What are you even talking about?! No line officer I have worked with has ever once cared that the special pays for doctors exists… just like any other special pay (flight, nuke, etc. etc.).
If you removed special pay for physicians it would absolutely hurt numbers. Look at PA’s right now. It wouldn’t take long for people to realize. And, dare I mention this and start another standard MilMed SDN firestorm, but if you actually crunch numbers when accounting for cost of living adjustments, loan payback, taxes, VA loan, GI bill, malpractice…many specialties would be close to break even during their first 4 to 7 years out of training.
I don't see anything in your post that actually disagrees with anything I wrote.
If we disagree about retention goals, it's that you think they don't care about retention, and I think they intentionally discourage retention (of clinicians).

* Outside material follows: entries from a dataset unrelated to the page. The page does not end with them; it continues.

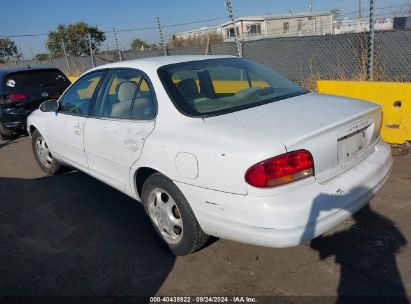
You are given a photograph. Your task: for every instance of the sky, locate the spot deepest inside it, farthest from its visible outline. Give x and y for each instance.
(22, 17)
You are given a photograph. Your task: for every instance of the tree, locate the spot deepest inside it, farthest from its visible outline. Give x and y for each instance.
(8, 49)
(335, 12)
(75, 37)
(137, 44)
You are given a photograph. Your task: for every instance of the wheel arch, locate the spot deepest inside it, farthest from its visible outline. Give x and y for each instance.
(31, 129)
(140, 177)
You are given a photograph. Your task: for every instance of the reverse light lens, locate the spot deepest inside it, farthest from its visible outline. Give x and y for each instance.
(280, 170)
(16, 97)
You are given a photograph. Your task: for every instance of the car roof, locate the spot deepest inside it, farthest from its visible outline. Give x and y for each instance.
(10, 70)
(156, 62)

The line doesn't care what doctors are paid because they're largely unaware. And the scale ... aviation incentive pay tops out at what, $800 per month or so? If you sat down in a room full of USMC battalion commanders and XOs and asked them if they knew their O3 GMOs were earning as much (or more) than them, they'd have an opinion to share.
Anyway, my point was simply that removing special pays for physicians
serving ADSOs would not affect staffing numbers. The proof for this is self-evident: they've changed the names of the special pays (ISP/ASP/VSP to IP/RP etc) but the absolute dollar amounts paid to these physicians
hasn't changed at all in the last 30 years. Not a bit. Accounting for inflation,
they've been cutting that pay for three straight decades and it hasn't impacted recruitment or manning.
HPSP'ers aren't joining with any understanding at all of the O3 physician pay scale. If you quizzed 10 HPSP MS3s rotating through your hospital about the pay and benefits they'll get upon graduating internship, 8 of them won't have any idea.
If they completely cut special pays to everyone on ADSOs and added even 1/4 of the money saved to retention contracts, it might actually improve numbers. But again, retention is an anti-goal, so they won't shift money from the pool everyone gets to a pool only offered as a retention tool.
The GI bill isn't really a benefit for most military physicians, since transferring it requires a period on AD well beyond the usual HPSP payback. (They've also reduced the benefit that can be transferred to dependents, but that's another discussion.)
10-15 years ago the military-civilian physician pay gap was much smaller, and some of the primary care specialties were on par or even better than civilian. That just isn't the case any more. Primary care pay has made a lot of progress on the civilian side.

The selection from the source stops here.